In purchasing the first Sony BDP-S350, I guess the first consideration was that it was about a third of the price of the Samsung, and I knew I could use it in another place in the house. It was also on sale, and with my $50.00 off coupon, it was even a better deal coming out at about $249.99 total. We also considered purchasing the Sony PS3, but I cringed on purchasing but yet another game system platform (we already have Segas, 2 regular Xboxes, Xbox 360, and PSones)--the systems are fairly cheap, the games are what cost you in the end.

Another consideration for the Sony was that it was not a standard "rack mount" size, but was extremely small in depth than a normal audio component. I have 3 other home theaters set up in my house; one in the living room, one in each of the two master bedrooms (have the mother-in-law plan). In the two master bedrooms, the audio components are mounted in closets that only have about 14" of depth. The receivers are tipped up and mounted to brackets that attach them to the walls. They are mounted rather high in the closets with the faceplates pointed down. The DVD players rest on shelves that are only 11" deep. The depth allowed only relatively small footprint DVD players to fit and still get the door to the closet closed. The Sony BDP-S350 is just over 8" in depth, and with cables attached, it still fits nicely on the shelves without sticking out.

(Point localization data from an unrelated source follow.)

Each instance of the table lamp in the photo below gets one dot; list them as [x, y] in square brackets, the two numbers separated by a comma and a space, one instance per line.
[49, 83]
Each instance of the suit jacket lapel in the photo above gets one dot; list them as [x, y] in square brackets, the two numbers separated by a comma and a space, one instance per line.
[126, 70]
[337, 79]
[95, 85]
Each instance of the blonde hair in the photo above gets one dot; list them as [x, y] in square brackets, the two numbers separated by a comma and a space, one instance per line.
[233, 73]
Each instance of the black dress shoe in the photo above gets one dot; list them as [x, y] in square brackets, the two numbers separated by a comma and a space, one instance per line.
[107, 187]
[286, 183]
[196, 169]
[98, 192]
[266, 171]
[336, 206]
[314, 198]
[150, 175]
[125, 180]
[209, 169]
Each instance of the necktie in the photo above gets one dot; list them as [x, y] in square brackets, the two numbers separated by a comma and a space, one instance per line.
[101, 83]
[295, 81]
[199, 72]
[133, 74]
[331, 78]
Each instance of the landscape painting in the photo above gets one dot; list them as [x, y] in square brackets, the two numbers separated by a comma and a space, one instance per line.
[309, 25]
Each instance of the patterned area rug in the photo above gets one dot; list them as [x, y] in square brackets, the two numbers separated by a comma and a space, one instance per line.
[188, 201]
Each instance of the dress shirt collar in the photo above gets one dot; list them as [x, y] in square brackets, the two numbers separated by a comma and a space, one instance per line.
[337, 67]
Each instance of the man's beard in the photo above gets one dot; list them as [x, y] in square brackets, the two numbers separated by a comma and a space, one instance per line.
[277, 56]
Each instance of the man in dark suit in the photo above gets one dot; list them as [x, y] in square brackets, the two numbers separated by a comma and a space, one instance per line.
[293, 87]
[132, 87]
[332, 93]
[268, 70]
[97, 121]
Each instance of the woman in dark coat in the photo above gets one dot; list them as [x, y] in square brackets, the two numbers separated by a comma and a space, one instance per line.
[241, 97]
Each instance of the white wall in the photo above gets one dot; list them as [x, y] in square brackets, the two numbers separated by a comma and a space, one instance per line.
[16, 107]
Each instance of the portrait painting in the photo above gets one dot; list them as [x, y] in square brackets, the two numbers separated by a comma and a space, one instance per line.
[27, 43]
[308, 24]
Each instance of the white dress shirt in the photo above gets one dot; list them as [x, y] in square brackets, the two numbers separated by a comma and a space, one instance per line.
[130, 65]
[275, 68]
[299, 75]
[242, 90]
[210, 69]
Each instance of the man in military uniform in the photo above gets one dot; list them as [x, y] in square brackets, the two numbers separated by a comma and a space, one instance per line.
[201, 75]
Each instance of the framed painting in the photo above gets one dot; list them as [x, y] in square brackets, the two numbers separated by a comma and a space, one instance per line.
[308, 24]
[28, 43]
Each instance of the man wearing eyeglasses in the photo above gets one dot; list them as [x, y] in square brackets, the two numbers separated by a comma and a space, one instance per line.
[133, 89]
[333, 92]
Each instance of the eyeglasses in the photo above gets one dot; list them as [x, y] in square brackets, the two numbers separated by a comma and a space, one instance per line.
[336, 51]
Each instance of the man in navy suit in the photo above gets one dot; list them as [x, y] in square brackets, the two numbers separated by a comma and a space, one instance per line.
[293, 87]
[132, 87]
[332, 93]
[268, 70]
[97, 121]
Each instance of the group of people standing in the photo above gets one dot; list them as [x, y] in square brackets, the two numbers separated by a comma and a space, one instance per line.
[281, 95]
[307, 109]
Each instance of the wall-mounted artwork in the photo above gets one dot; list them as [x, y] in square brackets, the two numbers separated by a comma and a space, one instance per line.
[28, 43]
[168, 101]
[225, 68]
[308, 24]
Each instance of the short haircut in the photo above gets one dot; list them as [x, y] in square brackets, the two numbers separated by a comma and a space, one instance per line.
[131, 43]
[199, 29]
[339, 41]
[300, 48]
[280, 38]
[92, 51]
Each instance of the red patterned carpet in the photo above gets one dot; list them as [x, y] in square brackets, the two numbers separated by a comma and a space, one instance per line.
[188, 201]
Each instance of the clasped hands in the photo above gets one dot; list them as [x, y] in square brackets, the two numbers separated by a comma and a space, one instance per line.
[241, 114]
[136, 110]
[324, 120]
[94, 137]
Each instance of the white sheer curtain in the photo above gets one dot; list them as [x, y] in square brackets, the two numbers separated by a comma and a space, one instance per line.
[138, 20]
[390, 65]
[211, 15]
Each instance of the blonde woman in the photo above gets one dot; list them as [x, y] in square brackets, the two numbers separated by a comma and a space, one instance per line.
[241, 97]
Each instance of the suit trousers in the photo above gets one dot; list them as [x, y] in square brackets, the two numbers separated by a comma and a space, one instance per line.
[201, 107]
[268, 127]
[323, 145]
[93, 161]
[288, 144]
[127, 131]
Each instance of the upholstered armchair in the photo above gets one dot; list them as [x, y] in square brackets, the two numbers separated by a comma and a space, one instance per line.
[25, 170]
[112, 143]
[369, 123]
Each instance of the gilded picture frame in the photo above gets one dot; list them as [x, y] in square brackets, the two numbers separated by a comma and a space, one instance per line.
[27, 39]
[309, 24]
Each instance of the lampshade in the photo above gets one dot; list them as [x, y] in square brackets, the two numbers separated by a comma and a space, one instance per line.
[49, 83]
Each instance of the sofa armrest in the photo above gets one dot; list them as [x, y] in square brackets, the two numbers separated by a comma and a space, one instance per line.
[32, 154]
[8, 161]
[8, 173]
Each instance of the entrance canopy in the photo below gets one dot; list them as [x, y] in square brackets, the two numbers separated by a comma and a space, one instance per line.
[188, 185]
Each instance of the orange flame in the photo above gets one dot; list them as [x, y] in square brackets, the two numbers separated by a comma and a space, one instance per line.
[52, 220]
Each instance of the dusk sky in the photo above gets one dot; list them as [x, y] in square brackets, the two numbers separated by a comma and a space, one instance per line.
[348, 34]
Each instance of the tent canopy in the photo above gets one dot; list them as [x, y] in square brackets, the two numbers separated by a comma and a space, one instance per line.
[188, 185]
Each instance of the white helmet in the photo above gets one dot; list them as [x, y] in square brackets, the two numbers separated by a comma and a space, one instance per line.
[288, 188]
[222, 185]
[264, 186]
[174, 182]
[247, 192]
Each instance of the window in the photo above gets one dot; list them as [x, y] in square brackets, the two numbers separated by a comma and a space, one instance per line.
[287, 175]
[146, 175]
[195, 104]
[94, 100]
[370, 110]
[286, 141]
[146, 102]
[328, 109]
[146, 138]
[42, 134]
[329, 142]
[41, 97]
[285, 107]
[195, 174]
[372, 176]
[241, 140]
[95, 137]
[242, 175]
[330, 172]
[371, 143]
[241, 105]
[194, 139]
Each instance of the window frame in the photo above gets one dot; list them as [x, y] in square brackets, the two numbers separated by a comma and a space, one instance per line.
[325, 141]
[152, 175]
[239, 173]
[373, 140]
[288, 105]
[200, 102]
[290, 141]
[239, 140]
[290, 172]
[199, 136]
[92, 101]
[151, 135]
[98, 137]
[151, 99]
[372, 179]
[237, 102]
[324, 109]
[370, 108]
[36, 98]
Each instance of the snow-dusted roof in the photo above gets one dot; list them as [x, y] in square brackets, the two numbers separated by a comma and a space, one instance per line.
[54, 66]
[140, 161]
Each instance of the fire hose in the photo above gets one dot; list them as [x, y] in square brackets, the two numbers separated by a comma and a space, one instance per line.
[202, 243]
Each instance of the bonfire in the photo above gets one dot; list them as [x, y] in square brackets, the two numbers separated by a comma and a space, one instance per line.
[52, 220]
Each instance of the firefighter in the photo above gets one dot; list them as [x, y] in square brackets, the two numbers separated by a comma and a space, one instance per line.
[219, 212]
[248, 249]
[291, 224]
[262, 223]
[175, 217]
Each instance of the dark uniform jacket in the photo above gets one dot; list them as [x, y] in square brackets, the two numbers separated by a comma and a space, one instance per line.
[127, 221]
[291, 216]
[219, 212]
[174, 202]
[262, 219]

I figured if I was going to purchase another bluray player, I might as well chose one that would fit very nice in a troubled location. Another problem we had after first receiving blurays is that grandma did not know their was any difference between it and a standard DVD and stuck it in her player. I guess I knew then that if we were going to make the transition to bluray, I was going to have to convert all the players in the house. 

After I bought the first Sony, and I was talking to the representative at a different store--the store I purchased the Samsung bluray player from(trying to return the Samsung), and I told him I had purchased the Sony (and the good deal I got on it from Best Buy) to test/verify my entire system. He would not take the Samsung back(read my other post), but did offer me the exact same price ($249.99) for another Sony BDP-S350. Needless to say, I purchased another Sony, and that is how I wound up with 3 bluray players. I suppose if you really counted, I am actually going to have 4, since the day before yesterday the kids talked their mother into buying a PS3. Bummer


----------



## thxgoon (Feb 23, 2007)

I was drooling with envy in my previous post  Blue ray is pretty spectacular I just don't have to money for it currently


----------



## Red Z (Jan 8, 2008)

Stay focused on school! In the end, that is what will provide the employment--and hence--the income, that will be necessary to support your system upgrades. I wish years ago when I was in my studies I had a system like you have now---I am envious.


----------



## thxgoon (Feb 23, 2007)

Red Z said:


> Stay focused on school! In the end, that is what will provide the employment--and hence--the income, that will be necessary to support your system upgrades. I wish years ago when I was in my studies I had a system like you have now---I am envious.


:bigsmile: Thanks, it helps to hear that now and then. I spent a 16 hour day studying so the light at the end of the tunnel was looking dim...


----------